The disappearance of Canada's aerial insect eaters

Forty years ago, swallows were a common sight in the summer, darting between the beams of old barns or swooping low over the waters of a creek. These swift aerial acrobats seemed to be everywhere -- perched on telephone lines by the dozen awaiting the fall migration, or whirling and diving around old wooden bridges in pursuit of airborne insects. Now, these birds have seemingly disappeared from midair, entirely abandoning large swathes of their former Canadian range. Some, like the bank swallow, have seen their numbers plummet by 98 per cent since 1970. The swallows' disappearance is part of a larger trend affecting birds known as aerial insectivores, which spend much of their lives on the wing in a constant search for airborne insects to dine on.

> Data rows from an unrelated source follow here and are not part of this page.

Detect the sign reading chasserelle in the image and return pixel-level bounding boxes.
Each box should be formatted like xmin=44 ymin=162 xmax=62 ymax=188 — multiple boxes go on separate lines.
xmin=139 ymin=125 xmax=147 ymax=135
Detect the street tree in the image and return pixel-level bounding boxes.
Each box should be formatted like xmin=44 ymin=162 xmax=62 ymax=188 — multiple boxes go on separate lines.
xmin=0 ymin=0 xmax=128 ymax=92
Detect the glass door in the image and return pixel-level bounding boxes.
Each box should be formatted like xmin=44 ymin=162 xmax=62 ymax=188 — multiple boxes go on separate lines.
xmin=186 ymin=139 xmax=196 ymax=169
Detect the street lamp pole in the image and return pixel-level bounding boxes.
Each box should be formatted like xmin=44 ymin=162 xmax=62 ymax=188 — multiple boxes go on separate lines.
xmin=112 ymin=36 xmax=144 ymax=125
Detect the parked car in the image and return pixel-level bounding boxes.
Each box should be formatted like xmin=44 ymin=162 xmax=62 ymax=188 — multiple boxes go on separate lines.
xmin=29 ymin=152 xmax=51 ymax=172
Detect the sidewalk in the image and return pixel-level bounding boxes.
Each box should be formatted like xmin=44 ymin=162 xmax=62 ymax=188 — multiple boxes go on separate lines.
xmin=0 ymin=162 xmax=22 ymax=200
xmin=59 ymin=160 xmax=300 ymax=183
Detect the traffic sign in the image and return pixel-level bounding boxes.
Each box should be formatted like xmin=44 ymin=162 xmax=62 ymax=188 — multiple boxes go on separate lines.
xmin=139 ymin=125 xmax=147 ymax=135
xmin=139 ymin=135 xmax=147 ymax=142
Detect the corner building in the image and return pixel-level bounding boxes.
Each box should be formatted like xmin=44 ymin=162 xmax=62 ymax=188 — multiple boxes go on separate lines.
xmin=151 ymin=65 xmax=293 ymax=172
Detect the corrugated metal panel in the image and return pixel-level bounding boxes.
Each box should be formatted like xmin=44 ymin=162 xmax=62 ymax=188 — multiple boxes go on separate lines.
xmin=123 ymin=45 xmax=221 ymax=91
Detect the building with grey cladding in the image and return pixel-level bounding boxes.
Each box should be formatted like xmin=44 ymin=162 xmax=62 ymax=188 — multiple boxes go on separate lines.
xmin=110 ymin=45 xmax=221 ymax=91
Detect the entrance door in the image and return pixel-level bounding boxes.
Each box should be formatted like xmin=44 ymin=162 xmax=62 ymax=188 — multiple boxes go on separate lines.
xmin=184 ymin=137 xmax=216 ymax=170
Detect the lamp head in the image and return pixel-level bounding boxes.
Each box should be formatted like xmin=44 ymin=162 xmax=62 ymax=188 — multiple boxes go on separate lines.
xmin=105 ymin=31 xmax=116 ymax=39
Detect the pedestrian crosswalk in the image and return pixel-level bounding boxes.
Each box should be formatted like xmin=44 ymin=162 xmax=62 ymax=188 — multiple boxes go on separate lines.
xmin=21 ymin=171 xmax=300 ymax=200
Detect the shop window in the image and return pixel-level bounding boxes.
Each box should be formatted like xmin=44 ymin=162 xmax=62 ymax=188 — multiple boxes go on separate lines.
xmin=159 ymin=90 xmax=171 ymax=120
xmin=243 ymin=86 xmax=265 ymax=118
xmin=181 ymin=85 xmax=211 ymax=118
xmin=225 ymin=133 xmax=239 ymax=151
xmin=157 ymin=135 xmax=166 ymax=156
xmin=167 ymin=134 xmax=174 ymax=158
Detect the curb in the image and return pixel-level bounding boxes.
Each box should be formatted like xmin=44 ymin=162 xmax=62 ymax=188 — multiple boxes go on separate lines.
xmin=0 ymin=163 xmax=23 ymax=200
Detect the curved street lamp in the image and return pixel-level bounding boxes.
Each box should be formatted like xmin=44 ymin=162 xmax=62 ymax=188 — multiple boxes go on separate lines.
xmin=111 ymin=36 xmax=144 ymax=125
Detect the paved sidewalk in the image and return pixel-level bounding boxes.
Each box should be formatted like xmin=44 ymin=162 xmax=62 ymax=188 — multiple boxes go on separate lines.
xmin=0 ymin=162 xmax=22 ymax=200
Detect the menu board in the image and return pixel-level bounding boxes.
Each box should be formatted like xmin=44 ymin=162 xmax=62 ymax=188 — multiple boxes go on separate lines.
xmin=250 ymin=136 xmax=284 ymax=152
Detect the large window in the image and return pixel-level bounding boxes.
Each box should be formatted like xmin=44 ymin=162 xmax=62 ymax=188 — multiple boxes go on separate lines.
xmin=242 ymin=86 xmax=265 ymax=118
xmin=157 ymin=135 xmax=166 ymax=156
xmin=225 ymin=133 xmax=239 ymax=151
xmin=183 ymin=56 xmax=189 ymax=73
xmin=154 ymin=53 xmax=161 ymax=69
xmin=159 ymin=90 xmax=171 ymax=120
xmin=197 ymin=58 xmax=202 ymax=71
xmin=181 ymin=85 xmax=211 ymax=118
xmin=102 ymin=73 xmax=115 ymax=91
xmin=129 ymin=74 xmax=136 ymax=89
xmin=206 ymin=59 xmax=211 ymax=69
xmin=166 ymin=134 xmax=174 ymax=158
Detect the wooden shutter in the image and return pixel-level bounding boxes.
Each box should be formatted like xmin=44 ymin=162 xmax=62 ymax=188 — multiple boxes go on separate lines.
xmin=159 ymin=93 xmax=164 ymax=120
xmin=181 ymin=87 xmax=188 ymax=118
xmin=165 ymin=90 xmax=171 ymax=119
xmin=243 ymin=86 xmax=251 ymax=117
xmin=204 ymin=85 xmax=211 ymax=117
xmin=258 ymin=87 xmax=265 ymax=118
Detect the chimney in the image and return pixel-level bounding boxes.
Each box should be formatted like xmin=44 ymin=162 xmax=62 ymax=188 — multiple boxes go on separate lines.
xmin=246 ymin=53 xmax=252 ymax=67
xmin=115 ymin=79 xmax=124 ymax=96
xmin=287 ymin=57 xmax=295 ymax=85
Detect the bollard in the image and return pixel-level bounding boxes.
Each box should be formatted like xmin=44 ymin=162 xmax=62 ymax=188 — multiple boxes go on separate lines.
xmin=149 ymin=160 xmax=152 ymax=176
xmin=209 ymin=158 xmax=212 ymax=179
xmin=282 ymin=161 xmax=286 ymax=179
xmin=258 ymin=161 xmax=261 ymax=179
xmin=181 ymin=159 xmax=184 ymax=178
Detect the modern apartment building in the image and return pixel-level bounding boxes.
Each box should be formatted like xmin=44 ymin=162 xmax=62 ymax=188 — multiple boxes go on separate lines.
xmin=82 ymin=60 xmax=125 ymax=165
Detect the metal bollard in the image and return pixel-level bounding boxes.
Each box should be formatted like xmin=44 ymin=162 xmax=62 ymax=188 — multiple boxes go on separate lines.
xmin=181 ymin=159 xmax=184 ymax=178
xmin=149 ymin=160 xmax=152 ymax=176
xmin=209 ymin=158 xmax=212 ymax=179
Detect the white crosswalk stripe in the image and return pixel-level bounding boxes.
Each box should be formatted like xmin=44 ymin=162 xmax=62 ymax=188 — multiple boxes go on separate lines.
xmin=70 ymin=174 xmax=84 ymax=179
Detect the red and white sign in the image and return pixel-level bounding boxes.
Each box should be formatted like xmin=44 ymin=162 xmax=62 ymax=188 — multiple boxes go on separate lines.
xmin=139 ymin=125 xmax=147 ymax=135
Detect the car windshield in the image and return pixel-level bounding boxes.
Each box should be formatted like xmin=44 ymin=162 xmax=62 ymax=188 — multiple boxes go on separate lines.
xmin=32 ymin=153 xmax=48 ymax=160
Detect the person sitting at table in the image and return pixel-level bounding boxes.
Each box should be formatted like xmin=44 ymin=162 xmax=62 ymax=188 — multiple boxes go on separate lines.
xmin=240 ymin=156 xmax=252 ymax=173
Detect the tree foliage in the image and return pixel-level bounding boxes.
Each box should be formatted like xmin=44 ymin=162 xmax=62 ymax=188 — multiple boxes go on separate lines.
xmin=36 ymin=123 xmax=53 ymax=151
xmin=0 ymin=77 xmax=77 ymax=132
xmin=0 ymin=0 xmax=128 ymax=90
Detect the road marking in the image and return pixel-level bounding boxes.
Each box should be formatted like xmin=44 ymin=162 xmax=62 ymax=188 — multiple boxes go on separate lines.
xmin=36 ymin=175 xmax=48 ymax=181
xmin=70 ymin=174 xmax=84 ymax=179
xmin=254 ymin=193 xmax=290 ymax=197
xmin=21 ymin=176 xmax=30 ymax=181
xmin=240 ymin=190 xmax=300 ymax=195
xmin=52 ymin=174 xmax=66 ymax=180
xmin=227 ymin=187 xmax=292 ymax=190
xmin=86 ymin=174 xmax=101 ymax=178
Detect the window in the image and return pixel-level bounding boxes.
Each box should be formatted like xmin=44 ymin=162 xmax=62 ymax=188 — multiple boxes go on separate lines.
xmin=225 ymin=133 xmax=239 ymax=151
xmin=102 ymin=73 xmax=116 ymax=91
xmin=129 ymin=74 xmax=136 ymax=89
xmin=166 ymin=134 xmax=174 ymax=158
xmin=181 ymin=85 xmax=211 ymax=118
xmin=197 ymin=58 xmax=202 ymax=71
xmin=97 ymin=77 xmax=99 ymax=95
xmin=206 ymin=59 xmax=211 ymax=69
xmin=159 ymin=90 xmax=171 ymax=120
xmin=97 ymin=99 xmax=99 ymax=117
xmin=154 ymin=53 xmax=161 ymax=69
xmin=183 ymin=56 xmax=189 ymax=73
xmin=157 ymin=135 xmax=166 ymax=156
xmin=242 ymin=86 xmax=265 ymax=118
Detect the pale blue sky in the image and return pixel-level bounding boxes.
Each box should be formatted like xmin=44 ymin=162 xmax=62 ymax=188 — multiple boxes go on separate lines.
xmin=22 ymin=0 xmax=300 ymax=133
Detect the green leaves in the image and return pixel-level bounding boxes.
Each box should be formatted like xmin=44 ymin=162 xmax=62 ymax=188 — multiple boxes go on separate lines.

This group, which includes chimney swifts, purple martins, and whippoorwills, has plunged by 70 per cent in population in Canada, according to a 2012 report by the North American Bird Conservation Initiative. Many birds in this category are now listed as threatened in Canada. "Algonquin Park used to have barn swallows nesting on every bridge," says Michael Runtz, a naturalist and instructor at Carleton University. "They were abundant, nesting everywhere...they're all gone now."
Myles Falconer is a biologist at Bird Studies Canada, a not-for-profit organization dedicated to the study of Canadian bird populations. He's studied bank swallows since 2010, and penned a 2014 report on the birds for the federal Committee on the Status of Endangered Wildlife in Canada. Forty years ago, these tenacious burrowing birds numbered over 70 million individuals. Now, a scant 1.4 million remain -- a survival rate of two per cent. Despite this decades-long decline, they were only designated as threatened in 2013, after COSEWIC researchers watched a third of the population disappear in under a decade.
Falconer says this is the case for many aerial insectivores, which have been neglected in most scientific studies because of how large their colonies appear.

"They're widespread and common still, and they're so widespread and common that nobody has done any really intensive work on them, he says.
"There's still thousands of bank swallows, so it's difficult to see a difference between thousands and hundreds of thousands."
Despite this apparent abundance, another 3.65 per cent of the population is lost each year. And although a federal bank swallow recovery strategy is in the works, Falconer says it will only attempt to halt the population decline. It's unlikely the bank swallows will ever be able to rebound to their 1970 numbers.